Title of Presentation:
Primary (Corresponding) Author: Christopher Ruf
Organization of Primary Author: University of Michigan
Co-Authors:
Steve Rogacki, Cut Cooper, Steve Gross, Jeff Piepmeier and Joel Johnson
Abstract: Passive microwave observations for Earth science are becoming increasingly contaminated by Radio Frequency Interference (RFI) from man made sources of emission such as telecommunication transmissions and civilian and military radars. If the RFI has a very high power level, it can usually be identified and flagged. Much more ubiquitous are the cases where the RFI has a relatively low power level, in which case it can be mistaken for the variability in the observations that is expected of natural geophysical signals. This can have a very significant detrimental effect on the value of archival data records, such as are used for climate studies, and on operational uses of the measurements, e.g. for use as observational constraints on a numerical weather forecast.
A new type of detector has been developed that can reliably identify and remove RFI from radiometer observations even when it has an extremely low power level.
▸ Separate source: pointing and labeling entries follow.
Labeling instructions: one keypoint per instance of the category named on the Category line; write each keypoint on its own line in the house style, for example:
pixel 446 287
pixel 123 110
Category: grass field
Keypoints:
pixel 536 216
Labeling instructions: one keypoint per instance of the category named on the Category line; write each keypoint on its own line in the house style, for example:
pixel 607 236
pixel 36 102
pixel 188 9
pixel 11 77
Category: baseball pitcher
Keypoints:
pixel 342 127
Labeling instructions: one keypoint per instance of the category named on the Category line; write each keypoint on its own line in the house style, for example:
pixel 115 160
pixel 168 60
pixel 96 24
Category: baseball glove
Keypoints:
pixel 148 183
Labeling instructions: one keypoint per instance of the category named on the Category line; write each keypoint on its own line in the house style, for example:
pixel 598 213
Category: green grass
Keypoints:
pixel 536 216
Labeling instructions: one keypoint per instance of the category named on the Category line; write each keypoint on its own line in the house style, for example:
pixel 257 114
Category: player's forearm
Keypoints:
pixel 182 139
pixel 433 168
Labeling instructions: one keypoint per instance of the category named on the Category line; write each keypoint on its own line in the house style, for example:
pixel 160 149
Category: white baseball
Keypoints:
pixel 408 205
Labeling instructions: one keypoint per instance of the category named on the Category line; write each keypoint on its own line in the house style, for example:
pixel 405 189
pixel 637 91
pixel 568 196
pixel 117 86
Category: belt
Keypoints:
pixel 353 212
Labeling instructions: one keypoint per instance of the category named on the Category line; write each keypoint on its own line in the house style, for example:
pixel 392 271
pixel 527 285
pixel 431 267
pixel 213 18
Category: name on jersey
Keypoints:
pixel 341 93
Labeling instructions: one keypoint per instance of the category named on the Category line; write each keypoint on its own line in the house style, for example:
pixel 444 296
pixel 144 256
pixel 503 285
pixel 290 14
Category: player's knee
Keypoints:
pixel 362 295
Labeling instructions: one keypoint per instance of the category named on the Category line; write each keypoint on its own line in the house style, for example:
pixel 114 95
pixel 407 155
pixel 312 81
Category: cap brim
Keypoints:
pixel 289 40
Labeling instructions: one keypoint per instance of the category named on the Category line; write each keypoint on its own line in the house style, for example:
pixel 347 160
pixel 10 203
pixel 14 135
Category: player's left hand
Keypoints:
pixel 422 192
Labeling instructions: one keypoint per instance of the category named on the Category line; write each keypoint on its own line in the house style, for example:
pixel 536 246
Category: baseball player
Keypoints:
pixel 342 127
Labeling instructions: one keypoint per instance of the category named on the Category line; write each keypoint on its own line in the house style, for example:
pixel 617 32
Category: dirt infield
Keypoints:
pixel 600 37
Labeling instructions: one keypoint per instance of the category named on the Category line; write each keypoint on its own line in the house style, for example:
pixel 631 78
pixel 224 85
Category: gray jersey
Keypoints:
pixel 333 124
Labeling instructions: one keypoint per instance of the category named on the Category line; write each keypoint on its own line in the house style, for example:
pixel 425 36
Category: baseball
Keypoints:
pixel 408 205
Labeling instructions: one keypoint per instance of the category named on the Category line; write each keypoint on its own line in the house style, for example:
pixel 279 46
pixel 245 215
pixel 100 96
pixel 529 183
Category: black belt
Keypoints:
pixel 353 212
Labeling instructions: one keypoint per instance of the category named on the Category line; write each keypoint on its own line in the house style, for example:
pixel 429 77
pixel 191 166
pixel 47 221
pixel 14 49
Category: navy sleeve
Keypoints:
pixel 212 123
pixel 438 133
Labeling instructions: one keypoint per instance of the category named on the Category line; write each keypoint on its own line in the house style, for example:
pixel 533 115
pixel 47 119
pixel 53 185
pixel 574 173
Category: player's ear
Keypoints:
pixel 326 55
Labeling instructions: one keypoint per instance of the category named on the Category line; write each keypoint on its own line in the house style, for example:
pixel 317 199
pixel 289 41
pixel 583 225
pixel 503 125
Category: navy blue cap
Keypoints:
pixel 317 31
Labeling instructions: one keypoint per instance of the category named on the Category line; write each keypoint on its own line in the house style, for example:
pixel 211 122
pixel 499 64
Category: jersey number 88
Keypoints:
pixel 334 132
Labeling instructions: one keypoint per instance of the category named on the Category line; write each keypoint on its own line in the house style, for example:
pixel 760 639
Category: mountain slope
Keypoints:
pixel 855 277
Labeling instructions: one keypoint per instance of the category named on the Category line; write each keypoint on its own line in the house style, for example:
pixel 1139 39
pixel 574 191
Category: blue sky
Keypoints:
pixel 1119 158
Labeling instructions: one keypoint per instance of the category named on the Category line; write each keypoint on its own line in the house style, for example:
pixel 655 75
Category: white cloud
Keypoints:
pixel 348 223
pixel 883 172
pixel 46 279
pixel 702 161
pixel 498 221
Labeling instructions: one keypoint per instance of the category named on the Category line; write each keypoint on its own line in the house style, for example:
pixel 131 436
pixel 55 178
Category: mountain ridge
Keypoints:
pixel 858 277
The Agile Digital Detector (ADD) can discriminate between RFI and natural thermal emission signals by directly measuring higher order moments of the signal than the variance that is traditionally measured. After detection, the ADD then uses high-resolution temporal and spectral filtering methods to selectively remove the RFI. A series of field campaigns has been conducted to evaluate the relationship between design parameters of the ADD and its ability to detect and remove RFI. A candidate spaceflight design has been determined based on these relationships and on the expected requirements of upcoming earth science microwave radiometer missions, as identified in the recent NRC Decadal Survey. Details of the spaceflight ADD performance requirements and design will be presented.